Monday, August 13, 2007

The pursuit of moral arms sales

The UK has long sought a moral arms-sale policy. UK arms sales to such countries as Zimbabwe, Pakistan, and Indonesia, for instance, have been viewed as morally problematic in some quarters. So it is certainly understandable that arms sales to the usurper Zionist entity would raise, shall we say, concerns. From JPost.com:
The British government has blocked almost one third of British military exports to Israel this year, citing possible threats to regional stability and fears the equipment might facilitate human rights violations.

According to official figures, the value of UK military sales arms to Israel declined by one third last year, and has fallen by a drastic 75 percent since 2005.

"There is evidence that the British government's export control policy to Israel may have been tightened up," said Parliament's new 2007 Strategic Export Controls report, issued by the Quadrapartite Commission, which comprises representatives from four ministries.
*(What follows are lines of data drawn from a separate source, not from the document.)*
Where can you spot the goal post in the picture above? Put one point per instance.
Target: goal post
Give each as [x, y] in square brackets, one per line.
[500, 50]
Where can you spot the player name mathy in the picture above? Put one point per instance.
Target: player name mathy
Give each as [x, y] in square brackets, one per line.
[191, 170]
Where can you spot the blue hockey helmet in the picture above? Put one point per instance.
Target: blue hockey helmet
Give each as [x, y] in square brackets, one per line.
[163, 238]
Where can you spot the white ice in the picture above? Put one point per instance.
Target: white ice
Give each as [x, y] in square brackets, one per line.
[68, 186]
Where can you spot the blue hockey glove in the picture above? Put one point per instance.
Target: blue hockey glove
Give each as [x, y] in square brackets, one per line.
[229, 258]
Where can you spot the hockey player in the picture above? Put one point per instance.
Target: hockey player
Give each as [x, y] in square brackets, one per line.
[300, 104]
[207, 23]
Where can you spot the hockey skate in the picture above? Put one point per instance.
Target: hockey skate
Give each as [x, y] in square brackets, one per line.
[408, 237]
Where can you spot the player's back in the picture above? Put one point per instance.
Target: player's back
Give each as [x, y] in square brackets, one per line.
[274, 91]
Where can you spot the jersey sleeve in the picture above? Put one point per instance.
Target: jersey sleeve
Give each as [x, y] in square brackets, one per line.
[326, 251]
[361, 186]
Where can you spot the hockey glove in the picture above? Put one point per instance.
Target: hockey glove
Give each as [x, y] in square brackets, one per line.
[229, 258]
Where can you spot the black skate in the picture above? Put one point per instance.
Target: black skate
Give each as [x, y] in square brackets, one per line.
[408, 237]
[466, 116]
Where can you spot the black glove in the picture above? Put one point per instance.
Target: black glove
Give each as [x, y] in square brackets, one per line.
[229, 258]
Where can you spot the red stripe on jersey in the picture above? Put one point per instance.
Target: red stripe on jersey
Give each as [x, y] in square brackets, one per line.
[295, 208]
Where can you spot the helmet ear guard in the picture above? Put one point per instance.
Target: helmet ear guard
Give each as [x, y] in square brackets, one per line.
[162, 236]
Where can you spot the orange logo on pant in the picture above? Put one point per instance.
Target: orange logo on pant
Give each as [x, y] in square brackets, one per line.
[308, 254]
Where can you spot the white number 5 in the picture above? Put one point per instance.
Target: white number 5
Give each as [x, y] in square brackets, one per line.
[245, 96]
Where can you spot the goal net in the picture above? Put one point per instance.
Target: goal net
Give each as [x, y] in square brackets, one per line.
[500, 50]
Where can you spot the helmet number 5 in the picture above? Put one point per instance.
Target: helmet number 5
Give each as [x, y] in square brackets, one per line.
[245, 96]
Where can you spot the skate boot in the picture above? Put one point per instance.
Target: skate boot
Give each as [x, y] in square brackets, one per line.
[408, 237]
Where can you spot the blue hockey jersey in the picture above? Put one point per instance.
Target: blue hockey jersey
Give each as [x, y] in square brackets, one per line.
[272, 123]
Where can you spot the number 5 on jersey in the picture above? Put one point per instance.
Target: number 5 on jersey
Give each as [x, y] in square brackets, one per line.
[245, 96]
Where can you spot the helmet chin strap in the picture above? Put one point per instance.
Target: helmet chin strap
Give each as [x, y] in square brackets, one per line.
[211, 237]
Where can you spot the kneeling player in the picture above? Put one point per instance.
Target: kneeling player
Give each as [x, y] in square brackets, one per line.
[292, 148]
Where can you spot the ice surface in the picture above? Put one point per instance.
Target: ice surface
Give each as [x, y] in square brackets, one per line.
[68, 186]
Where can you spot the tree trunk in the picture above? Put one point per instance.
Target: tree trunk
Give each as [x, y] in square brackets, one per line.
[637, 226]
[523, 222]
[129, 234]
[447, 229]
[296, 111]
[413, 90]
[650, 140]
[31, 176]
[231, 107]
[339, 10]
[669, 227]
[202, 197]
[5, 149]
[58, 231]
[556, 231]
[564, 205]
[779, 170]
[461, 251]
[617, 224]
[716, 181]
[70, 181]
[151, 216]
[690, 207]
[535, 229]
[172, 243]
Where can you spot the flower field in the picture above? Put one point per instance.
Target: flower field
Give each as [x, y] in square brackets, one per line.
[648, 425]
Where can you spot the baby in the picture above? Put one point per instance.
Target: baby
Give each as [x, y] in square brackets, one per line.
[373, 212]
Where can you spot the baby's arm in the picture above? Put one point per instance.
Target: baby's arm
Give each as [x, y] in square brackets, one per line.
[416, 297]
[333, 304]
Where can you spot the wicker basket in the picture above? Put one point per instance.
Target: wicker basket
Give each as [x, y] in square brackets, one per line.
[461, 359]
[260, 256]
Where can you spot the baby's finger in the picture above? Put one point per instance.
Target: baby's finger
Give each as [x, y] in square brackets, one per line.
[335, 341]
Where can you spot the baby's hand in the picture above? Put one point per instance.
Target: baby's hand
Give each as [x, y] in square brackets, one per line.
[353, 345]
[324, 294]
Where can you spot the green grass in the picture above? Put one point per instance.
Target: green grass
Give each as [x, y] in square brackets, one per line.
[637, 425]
The change in policy, said the report, reflects a convergence of government attitudes with its own official guidelines.

The report comes amid a period of uncertainty in Anglo-Israeli relations . . .

Outside of government, the opposition Liberal Democrat party has called for a rethinking of arms sales to Israel, while in May the UK's Legal Services Commission, the state agency that provides funding for attorney's fees for indigent defendants, agreed to underwrite the costs of litigation brought by a Palestinian man in a British court seeking a ban on arms sales to Israel.

The August 7 Quadripartite Committee report largely praised the government's overall handling of strategic exports but warned that the rapid pace of technological change and rising threat of terrorism required increased state vigilance . . .

While the "case-by-case" approach gave the government a "flexibility" that allowed a "latitude to adjust policy without the need for public explanation," its arms sales policies towards Israel were "neither transparent nor accountable," the panel found.

The committee asked that "the government explain its policy on licensing exports to Israel, Jordan or other countries in the Middle East and that it explain whether it has adjusted its policy since 1997 as events in the Occupied Territories and Middle East have unfolded."

"We further recommend that the government explain how it assesses whether there is a clear risk‚ that a proposed export to Israel might be used for internal repression," it said.[...]
I hear the air is very thin at those moral altitudes.